Yes, Labor’s entrenched power has gone to its head. And, yes, the Greens are failing to strike a strong chord with an increasingly disenfranchised and alienated electorate. And, yes, the Liberals seem generally happy with being in Opposition. But why?

If the larger community was aroused, alarmed, excited…. then an election could possibly turn things around. But, let’s face it, Labor is likely to be re-elected unchanged. More of the same. If Lennon could do it, then Bartlett can do it more easily.

But this is not about party politics it is about our flagging, desultory political culture. Labor just happens to be at the helm. It’s what’s at the heart of politics that really counts.

The question is: Why oh why – after so much hard campaigning, economic analysis and highly spirited niche business development – has Tasmania regressed so much in the past 8 years? Why has the bold vision of a clean green state evaporated, especially when that strategy was serving the state economy so well? Why has the government decided to veer in the opposite direction, now even weakening planning laws to facilitate this becoming an industrial estate?

It is now clear that an overt decision has been made in government (but disengeneously not communicated to the electorate) to disassemble the clean and green pathway and pull out all stops that have been ‘getting in the way’ of opportunistic, laissez faire business development. Getting rid of our ‘The Natural State’ number plate message was very symbolic – it signalled a strident change in philosophical direction. But it was merely one step along the way.

We have to own up to it, this massive regression in vision is our massive failing. We have to question why we have failed. Why has the Tasmanian political outlook become so stultified that it will complacently re-elect such a rinky-dink outfit into office?

Another few years and there will be no turning back because the rich opportunities that Tasmania possesses will either be liquidated or too tarnished to have value. As it is, our economy’s claim to be clean and green can be rightfully challenged as fraudulent in many quarters.

I was on top of Mount Ossa two days ago meeting up with an endless throng of mainland family groups streaming through the park. To their dismay, the majestic vista from the top of Tasmania was almost lost in the smoke haze emanating from NW regeneration burns. They were so disillusioned.

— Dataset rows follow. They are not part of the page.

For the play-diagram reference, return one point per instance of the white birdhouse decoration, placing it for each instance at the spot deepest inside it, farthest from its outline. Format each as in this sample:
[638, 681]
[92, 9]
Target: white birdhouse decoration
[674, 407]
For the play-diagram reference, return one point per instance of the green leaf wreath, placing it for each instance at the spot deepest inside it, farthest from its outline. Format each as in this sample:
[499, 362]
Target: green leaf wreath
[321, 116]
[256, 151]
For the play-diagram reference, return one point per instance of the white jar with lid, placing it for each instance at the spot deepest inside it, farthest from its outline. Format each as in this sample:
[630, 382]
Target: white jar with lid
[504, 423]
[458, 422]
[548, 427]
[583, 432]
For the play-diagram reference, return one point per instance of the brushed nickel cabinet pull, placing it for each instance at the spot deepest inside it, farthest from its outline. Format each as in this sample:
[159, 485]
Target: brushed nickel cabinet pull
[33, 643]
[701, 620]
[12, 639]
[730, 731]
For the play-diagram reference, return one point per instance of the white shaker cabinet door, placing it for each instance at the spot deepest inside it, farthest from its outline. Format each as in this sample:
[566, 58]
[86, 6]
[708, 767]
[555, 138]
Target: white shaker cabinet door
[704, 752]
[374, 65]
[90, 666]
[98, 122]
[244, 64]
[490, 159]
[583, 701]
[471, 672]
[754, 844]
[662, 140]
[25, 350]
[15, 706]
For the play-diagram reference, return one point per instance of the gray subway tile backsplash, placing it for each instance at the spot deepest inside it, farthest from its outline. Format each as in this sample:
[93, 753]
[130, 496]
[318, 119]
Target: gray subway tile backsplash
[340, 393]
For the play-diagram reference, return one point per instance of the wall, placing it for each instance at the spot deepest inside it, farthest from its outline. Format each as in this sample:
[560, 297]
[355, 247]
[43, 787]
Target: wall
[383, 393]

This is the real Tasmania. This is the way our politicians want it. This is what decades of environmental-economics campaigning has produced. A grand farce.

The next state election may be vital but not in the current debating climate. It can only be so if a renewed, forward thinking vision can be projected that stimulates a profound shake-up in the political culture. Doing more of the same will produce more of the same. We have to do things differently.